Numa frase, meio escondida entre inúmeras informações técnicas, ao final das cenas de “A Mula”, o roteirista Nick Schenk assume o caráter ficcional da história que ele escreveu, por encomenda de Clint Eastwood, produtor, diretor e astro do filme. Porém, no Brasil, “A Mula” foi considerado um “drama biográfico” pelas distribuidoras de vídeos. E, a imprensa o apresenta como “a história de Leo Scharp”.
O roteiro, de fato, como aquela frase deixa claro, foi “inspirado” numa única reportagem. Publicada em 2015, pelo New York Times. Entre tantas, escritas sobre Scharp. Traz a história de Earl Stone, personagem de Clint Eastwood. Um homem, perto dos 90 anos de idade, que aceita transportar drogas no seu carro, em suas intermináveis viagens – feitas, por imposição de suas atividades como floricultor -, pelo interior dos Estados Unidos.
Idoso, sem antecedentes criminais, com justificativas reais para aquele trânsito permanente nas estradas, Stone se torna “mula” dos sonhos dos traficantes de drogas. Função arriscada que ele termina aceitando, quando não mais conseguiu, na floricultura, renda suficiente para amparar materialmente sua família. Àquela altura, já desintegrada, num clima de rancor, por causa da permanente ausência dele. Stone quer resgatá-la. Para isto, sacrificou a antiga honorabilidade. Tranquilo, sem sentir-se atormentado, até com certa alegria.

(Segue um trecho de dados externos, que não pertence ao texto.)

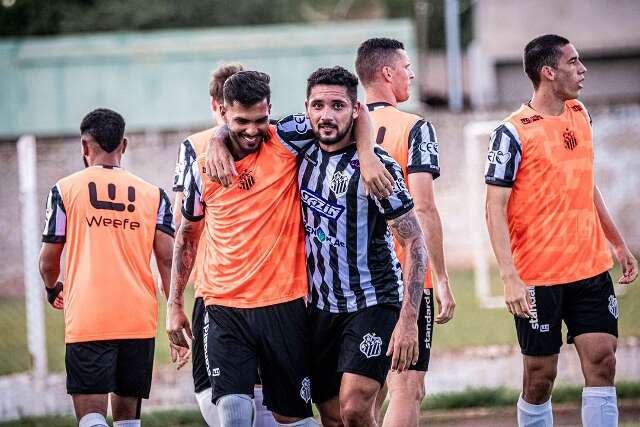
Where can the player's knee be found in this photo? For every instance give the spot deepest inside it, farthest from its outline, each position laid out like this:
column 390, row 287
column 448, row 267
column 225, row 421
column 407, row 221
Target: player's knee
column 600, row 367
column 235, row 410
column 355, row 411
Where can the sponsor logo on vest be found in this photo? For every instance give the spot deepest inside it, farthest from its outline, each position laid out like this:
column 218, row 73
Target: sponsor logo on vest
column 246, row 180
column 429, row 147
column 305, row 390
column 533, row 321
column 371, row 346
column 497, row 157
column 301, row 123
column 529, row 120
column 339, row 183
column 613, row 306
column 320, row 205
column 570, row 141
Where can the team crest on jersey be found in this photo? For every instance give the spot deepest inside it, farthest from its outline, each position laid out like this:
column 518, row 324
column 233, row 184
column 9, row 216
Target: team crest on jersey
column 570, row 141
column 613, row 306
column 339, row 183
column 498, row 157
column 428, row 147
column 324, row 207
column 246, row 180
column 371, row 346
column 305, row 390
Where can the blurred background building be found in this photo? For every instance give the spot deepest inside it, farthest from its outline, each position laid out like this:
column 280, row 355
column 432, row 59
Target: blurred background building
column 150, row 60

Mas, um dia – era obviamente inevitável -, foi flagrado pela polícia, na estrada. Preso, ele assumiu sua culpa, dignamente. E, como prêmio, recebeu o perdão da mulher e da filha – mãe da neta a quem amava.
Assim, através deste roteiro contratado por ele, Clint mostra em mais um filme, a trajetória de um homem solitário. Alguém senhor dos seus atos, que escolhe um destino. Assumindo, sozinho, com coragem, a responsabilidade por ele. Numa visão de mundo que poderia se aproximar do Existencialismo, se não exaltasse tanto a família, como valor do conservadorismo político. E não desculpabilizasse a sociedade por influir perversamente, muitas vezes, nos destinos humanos. Ambas atitudes naturais, num fervoroso eleitor do Partido Republicano, como é o notável cineasta.
Dois elementos da biografia de Scharp receberiam destaque no roteiro, se ele fosse realista. E não tratados superficialmente, como no filme. Scharp não era apenas um velho que serviu ao tráfico. Era um herói americano, condecorado por bravura na Segunda Guerra Mundial.
Mais, ainda: era um gênio da floricultura. Depois da guerra, ele viajou muito porque recebeu inúmeros convites para expor suas experiências com polinização de flores. Foi Scharp quem criou o espetacular lírio “Ojo Poco”. Dotado de pétalas cor de damasco e "olho” vermelho, no centro. Aberto, só mede 6 centímetros. O lírio tem o nome científico de Hemerocallis Siloam Leo Sharp. Em homenagem a ele. O velho que “inspirou” Nick Schenk. Uma vítima de engrenagem social cruel dos EUA.